Alleged Minimum Requirements for Honeycomb Emerge
Mountain View-based Internet giant Google is hard at work with the development of the next flavor of its Android operating system, dubbed Honeycomb, and some new details on it have just emerged.Apparently, the new OS iteration would have some minimum requirements put in place, such as the fact that it won't run on lower application processors than a dual-core ARM Cortex-A9 CPU.
Moreover, the new Android release might not fit inside smartphones in the beginning, but it would be released only for tablet PCs it seems, being greatly optimized for the larger screens these devices pack.
Apparently, the next Android platform version won't be fit for screens smaller than 7-inches, nor on those that boast a resolution lower than 1280 x 720 pixels.

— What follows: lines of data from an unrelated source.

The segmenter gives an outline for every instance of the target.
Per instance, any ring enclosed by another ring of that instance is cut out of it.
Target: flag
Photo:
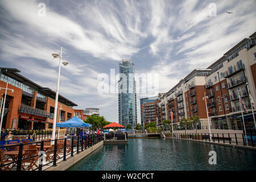
[[[245,107],[245,104],[243,103],[242,98],[241,97],[240,93],[238,94],[238,96],[239,96],[239,99],[240,100],[240,102],[241,102],[241,105],[242,105],[242,108],[243,110],[246,113],[247,113],[248,111],[247,111],[246,107]]]
[[[253,108],[254,108],[254,102],[253,101],[253,97],[251,97],[251,93],[250,93],[250,90],[248,88],[248,92],[249,92],[249,98],[250,98],[250,102],[251,102],[251,106],[253,106]],[[253,108],[251,108],[253,109]]]
[[[171,112],[171,117],[172,121],[174,121],[174,113],[172,113],[172,111]]]

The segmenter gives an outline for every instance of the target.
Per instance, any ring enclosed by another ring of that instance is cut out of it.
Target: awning
[[[29,118],[28,119],[28,118],[20,118],[20,119],[26,119],[27,121],[31,121],[31,122],[42,122],[47,123],[51,123],[50,122],[48,122],[48,121],[46,121],[32,119],[29,119]]]
[[[118,123],[117,123],[114,122],[113,122],[113,123],[111,123],[108,125],[106,125],[105,126],[103,127],[104,129],[108,129],[108,128],[115,128],[115,129],[121,129],[121,128],[123,128],[125,127],[125,126],[119,125]]]
[[[80,118],[75,116],[69,120],[56,124],[56,127],[92,127],[92,125],[85,123]]]

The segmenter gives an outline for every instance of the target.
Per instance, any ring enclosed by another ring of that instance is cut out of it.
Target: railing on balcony
[[[190,97],[196,96],[196,92],[193,91],[191,93],[189,93]]]
[[[251,106],[249,104],[246,104],[245,107],[246,107],[246,109],[251,109]],[[236,106],[234,107],[231,107],[231,112],[237,112],[237,111],[241,111],[241,107],[240,106]]]
[[[196,104],[196,100],[192,100],[191,102],[190,102],[190,104],[192,104],[192,105],[193,105],[193,104]]]
[[[177,102],[181,102],[183,100],[183,97],[180,97],[180,98],[178,98]]]
[[[215,102],[209,102],[207,104],[207,106],[208,107],[215,107],[216,106],[216,104],[215,104]]]
[[[179,114],[178,114],[178,115],[179,115],[179,116],[180,116],[180,115],[184,115],[184,114],[185,114],[185,113],[184,113],[184,112],[179,112]]]
[[[188,85],[188,89],[191,89],[195,88],[195,84],[189,84],[189,85]]]
[[[217,113],[216,111],[213,111],[213,112],[210,112],[209,113],[209,117],[213,117],[213,116],[216,116],[217,115]]]
[[[213,93],[213,92],[210,92],[208,94],[207,96],[208,96],[209,98],[214,97],[214,94]]]
[[[195,109],[191,109],[191,111],[192,113],[196,113],[196,112],[197,112],[197,108],[195,108]]]
[[[234,80],[233,80],[228,83],[228,89],[230,89],[235,86],[240,85],[241,84],[245,84],[246,82],[246,77],[241,76]]]
[[[248,93],[246,90],[243,90],[238,92],[240,93],[241,97],[242,98],[248,96]],[[233,101],[239,99],[238,93],[234,93],[233,94],[229,95],[229,98],[230,101]]]
[[[20,104],[19,106],[19,113],[39,115],[46,118],[49,118],[50,113],[44,110],[34,108],[24,104]]]
[[[213,86],[212,82],[209,81],[207,84],[205,84],[205,89],[208,89]]]
[[[178,108],[179,109],[182,109],[184,108],[184,105],[183,104],[181,104],[180,105],[178,105]]]
[[[180,90],[177,93],[175,93],[175,96],[177,97],[179,96],[180,96],[181,94],[182,94],[182,93],[183,93],[182,90]]]
[[[243,64],[237,64],[236,65],[229,68],[228,70],[223,73],[224,78],[228,78],[230,76],[238,73],[245,69]]]

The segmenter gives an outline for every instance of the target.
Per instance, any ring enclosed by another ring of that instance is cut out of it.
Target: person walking
[[[8,133],[8,135],[5,136],[6,140],[13,140],[13,135],[11,134],[11,131],[9,131]]]
[[[32,142],[35,142],[35,138],[36,138],[36,133],[35,133],[35,131],[34,131],[33,135],[32,135],[32,139],[33,139],[33,140],[32,140]]]
[[[2,129],[2,132],[1,132],[1,140],[5,140],[5,136],[7,135],[7,133],[5,131],[4,129]]]

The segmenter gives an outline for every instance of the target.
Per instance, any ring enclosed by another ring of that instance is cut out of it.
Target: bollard
[[[237,142],[237,138],[236,133],[235,133],[235,137],[236,137],[236,143],[237,143],[237,144],[238,144],[238,143]]]
[[[52,166],[56,166],[56,159],[57,159],[57,139],[54,140],[54,152],[53,152],[53,164]]]
[[[44,141],[41,141],[41,146],[40,147],[40,151],[44,151]],[[43,155],[43,154],[41,154],[42,155]],[[43,158],[42,159],[43,160]],[[42,169],[43,168],[43,164],[42,163],[42,161],[41,161],[41,164],[39,166],[38,171],[42,171]]]
[[[76,154],[79,153],[79,135],[77,136],[77,141],[76,143]]]
[[[66,151],[67,151],[67,138],[64,139],[64,149],[63,151],[63,160],[66,160]]]
[[[22,160],[22,152],[23,149],[23,144],[22,143],[19,144],[19,154],[18,155],[17,168],[16,171],[20,171]]]
[[[254,143],[253,143],[253,135],[251,135],[251,134],[250,134],[250,136],[251,136],[251,146],[253,147],[254,147]]]
[[[71,156],[73,156],[73,152],[74,151],[74,136],[72,136],[71,140]]]

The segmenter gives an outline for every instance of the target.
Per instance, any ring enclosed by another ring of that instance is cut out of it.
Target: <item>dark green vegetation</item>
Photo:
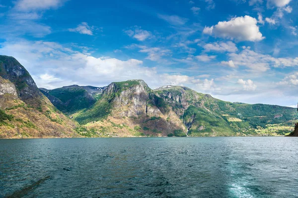
[[[96,101],[86,90],[79,87],[40,90],[58,109],[67,114],[88,108]]]
[[[119,99],[124,92],[129,92],[136,86],[143,86],[148,96],[147,98],[141,95],[138,98],[141,102],[146,103],[147,107],[155,106],[163,113],[174,111],[180,118],[181,124],[187,128],[187,135],[190,136],[283,135],[289,132],[287,127],[290,127],[298,119],[295,109],[291,107],[227,102],[179,86],[167,86],[152,90],[142,80],[113,83],[102,93],[97,94],[96,99],[92,97],[91,99],[92,96],[88,92],[76,86],[46,90],[43,93],[46,92],[45,95],[59,109],[72,115],[81,125],[105,120],[108,116],[113,116],[115,110],[121,111],[118,109],[120,107],[115,106],[115,101]],[[51,97],[57,99],[59,102],[55,103]],[[129,103],[133,102],[131,96],[125,97]],[[141,127],[138,127],[144,133],[161,133],[160,130],[150,129],[148,125],[149,121],[162,120],[161,117],[153,116],[144,119],[137,116],[133,118],[139,122]],[[168,117],[167,121],[170,119]],[[273,130],[274,125],[278,125],[281,129]],[[283,126],[286,128],[281,127]],[[85,133],[87,136],[95,133],[89,131],[89,131]],[[173,130],[167,135],[187,135],[181,130]]]
[[[2,130],[27,134],[30,129],[34,137],[49,126],[47,135],[54,137],[57,128],[61,136],[65,131],[85,137],[284,135],[298,119],[293,108],[227,102],[179,86],[152,90],[141,80],[39,90],[27,70],[6,56],[0,56],[0,77]]]
[[[6,125],[5,121],[11,121],[13,118],[13,115],[7,114],[3,110],[0,109],[0,125]]]
[[[77,136],[14,58],[0,55],[0,138]]]
[[[0,55],[0,76],[13,83],[22,100],[35,107],[40,107],[43,95],[29,72],[14,58]]]

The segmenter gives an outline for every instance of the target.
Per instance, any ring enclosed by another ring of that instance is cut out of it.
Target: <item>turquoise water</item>
[[[298,139],[0,140],[0,197],[298,197]]]

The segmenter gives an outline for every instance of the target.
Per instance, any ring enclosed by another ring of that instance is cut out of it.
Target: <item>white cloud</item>
[[[188,19],[180,17],[177,15],[158,14],[158,16],[159,18],[164,20],[169,24],[173,25],[183,25],[188,21]]]
[[[291,6],[288,6],[284,8],[284,10],[288,13],[291,13],[293,11],[293,8]]]
[[[247,67],[249,71],[264,72],[270,67],[286,67],[298,66],[298,57],[275,58],[269,55],[264,55],[256,52],[245,48],[240,53],[231,53],[228,54],[233,60],[235,65]]]
[[[102,86],[135,79],[144,80],[152,88],[185,84],[210,91],[215,86],[213,79],[197,80],[185,75],[158,72],[140,60],[95,57],[53,42],[5,43],[0,54],[4,52],[27,69],[39,87],[48,89],[71,84]]]
[[[275,25],[275,20],[273,19],[266,17],[266,18],[265,18],[265,20],[270,25]]]
[[[294,72],[293,74],[286,76],[282,81],[278,83],[278,84],[298,85],[298,72]]]
[[[205,28],[203,30],[203,33],[204,34],[209,34],[209,35],[212,35],[212,33],[213,32],[214,28],[214,26],[211,26],[211,27],[205,26]]]
[[[51,34],[50,26],[36,23],[29,20],[15,20],[8,24],[0,24],[0,32],[2,35],[17,37],[28,34],[35,37],[41,38]]]
[[[257,3],[263,3],[263,0],[249,0],[248,2],[248,4],[251,6]]]
[[[236,67],[236,65],[235,65],[235,64],[234,64],[234,62],[233,62],[232,60],[229,60],[228,62],[222,61],[221,63],[224,65],[227,65],[230,67],[232,67],[232,68]]]
[[[55,8],[63,3],[63,0],[19,0],[15,8],[18,10],[28,11]]]
[[[205,1],[207,3],[207,9],[211,10],[215,8],[215,3],[213,2],[213,0],[205,0]]]
[[[152,61],[165,62],[162,59],[163,56],[169,55],[171,51],[170,50],[160,48],[150,48],[145,46],[141,46],[136,44],[132,44],[126,47],[127,49],[139,48],[140,50],[139,52],[146,53],[148,54],[145,58]]]
[[[247,81],[243,80],[243,79],[238,79],[237,83],[242,85],[243,89],[245,91],[255,91],[257,88],[257,86],[250,79]]]
[[[231,41],[228,41],[227,42],[215,42],[211,44],[208,44],[204,46],[203,48],[206,51],[215,51],[234,52],[238,50],[236,45]]]
[[[126,30],[124,32],[130,37],[134,38],[140,41],[143,41],[152,38],[150,32],[141,29],[141,27],[134,26],[132,30]]]
[[[267,0],[267,6],[274,5],[277,7],[283,7],[291,1],[292,0]]]
[[[201,8],[198,7],[193,7],[190,8],[190,10],[192,11],[194,14],[197,15],[199,14],[199,11],[201,10]]]
[[[196,56],[196,58],[201,61],[203,62],[209,62],[211,61],[212,60],[216,58],[216,55],[210,55],[209,56],[206,54],[197,55]]]
[[[289,28],[291,31],[292,34],[297,36],[297,26],[290,26]]]
[[[259,41],[265,38],[257,23],[257,20],[249,16],[234,17],[228,21],[220,21],[211,27],[206,27],[203,33],[238,41]]]
[[[173,47],[174,48],[179,48],[180,49],[182,49],[183,50],[183,51],[187,52],[188,53],[194,53],[196,50],[195,48],[190,48],[187,46],[187,43],[178,43],[175,45],[173,45]]]
[[[122,52],[122,50],[115,50],[113,51],[114,51],[114,53],[118,53],[118,52]]]
[[[262,25],[265,24],[265,21],[264,21],[264,20],[263,20],[263,16],[261,14],[258,14],[258,23]]]
[[[70,32],[77,32],[79,34],[87,34],[88,35],[93,35],[92,31],[93,30],[94,27],[89,26],[88,24],[85,22],[79,24],[75,28],[69,29]]]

Most probably, 10-inch tablet PCs would be the most common devices with the new OS flavor on board.
These pieces of info come from the director of Enspert, a Korean consumer electronics company which has just released its own tablet PC running under Android, cited by PC Magazine.
Provided that these requirements were indeed put in place for all new devices that would land on the market with the next Android release on board, current devices, such as Samsung Galaxy Tab, or other tablet PCs, won't be upgradeable to Honeycomb.
Nvidia's Tegra 2 platform is the chipset to include a Cortex-A9 processor, and none of the current tablet PCs powered by Android includes it.
However, the first such devices might become official as soon as this week, during the Consumer Electronics Show in Las Vegas, two days from now.
We already know that Motorola has plans for unveiling such a tablet PC, since the company touted the upcoming device a few times before, and rumor has it that other handset vendors, including LG and Samsung, might also join the party.
It would be interesting to see whether Google has indeed put in place those requirements or not, especially since some previous rumors suggested that Honeycomb wouldn't be too different from Gingerbread.
The company already has another OS aimed at larger screens, the Chrome OS, which fits with netbooks and the like, while the Android platform was meant for the smaller screens of mobile phones.